CUDA 3.2 Driver BROKE ? Oops....

Hi There!

I fear the worst – the CUDA 3.2 driver is “broke”. Platform: Linux, 32-bit, Ubuntu 9.04,

I am running a complex genetic algorithm on CUDA. We finished the project long time back - CUDA 2.3 times…

So, today I just re-compiled it on CUDA 3.2 installation and found that it does not return correct results anymore.
All results were zeroes… OMG! Unbelievable…
The same code ran rock solid during CUDA 2.3

So, Keeping the driver at 260.19 (the one that comes with CUDA 3.2 Linux 32-bit), I just changed the toolkit to CUDA 2.3.
No Change! The problem was persistent.

So, I downgraded the system to 190.53 driver (the one that comes with Linux CUDA 2.3) and then everything works!!

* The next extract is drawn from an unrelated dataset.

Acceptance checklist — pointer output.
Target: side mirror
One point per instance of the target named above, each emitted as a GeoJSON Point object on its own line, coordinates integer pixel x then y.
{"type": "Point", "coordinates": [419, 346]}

I think this problem could be related to what was posted in http://forums.nvidia.com/index.php?showtopic=186015

Is NVIDIA aware of this problem?
It would be difficult for me to get a bug-report on this. One because, genetic algorithms are very complex to control and debug. Other because, my bandwidth is limited. It would require hours together to produce a repro case,

Any help guys?,

Thanks,
Best Regards,
Sarnath

Hi There!

I fear the worst – the CUDA 3.2 driver is “broke”. Platform: Linux, 32-bit, Ubuntu 9.04,

I am running a complex genetic algorithm on CUDA. We finished the project long time back - CUDA 2.3 times…

So, today I just re-compiled it on CUDA 3.2 installation and found that it does not return correct results anymore.
All results were zeroes… OMG! Unbelievable…
The same code ran rock solid during CUDA 2.3

So, Keeping the driver at 260.19 (the one that comes with CUDA 3.2 Linux 32-bit), I just changed the toolkit to CUDA 2.3.
No Change! The problem was persistent.

So, I downgraded the system to 190.53 driver (the one that comes with Linux CUDA 2.3) and then everything works!!

I think this problem could be related to what was posted in The Official NVIDIA Forums | NVIDIA

Is NVIDIA aware of this problem?
It would be difficult for me to get a bug-report on this. One because, genetic algorithms are very complex to control and debug. Other because, my bandwidth is limited. It would require hours together to produce a repro case,

Any help guys?,

Thanks,
Best Regards,
Sarnath

That driver version most certainly isn’t broken. I have it in production with both the CUDA 2.3 and 3.2 toolkits on our cluster on a mixture of GT200 and GF100 cards and it works perfectly, including “legacy” code written in the pre-Fermi, pre-3.0 toolkit era.

Are you sure it isn’t just execution parameters? Could it be that by recompiling with the newer toolkit and compiler, the kernel register consumption has changed and kernels are no longer launching?

That driver version most certainly isn’t broken. I have it in production with both the CUDA 2.3 and 3.2 toolkits on our cluster on a mixture of GT200 and GF100 cards and it works perfectly, including “legacy” code written in the pre-Fermi, pre-3.0 toolkit era.

Are you sure it isn’t just execution parameters? Could it be that by recompiling with the newer toolkit and compiler, the kernel register consumption has changed and kernels are no longer launching?

Not really. I did compile with older toolkit and ran the executable on the latest driver. It failed. That is how I ruled out the “Toolkit”.

I just changed the driver and then re-ran the same executable and it ran fine…

We check errors for all the calls. In any case, I will recheck what you said. Thanks a LOT for your hints on a friday evening here!

Not really. I did compile with older toolkit and ran the executable on the latest driver. It failed. That is how I ruled out the “Toolkit”.

I just changed the driver and then re-ran the same executable and it ran fine…

We check errors for all the calls. In any case, I will recheck what you said. Thanks a LOT for your hints on a friday evening here!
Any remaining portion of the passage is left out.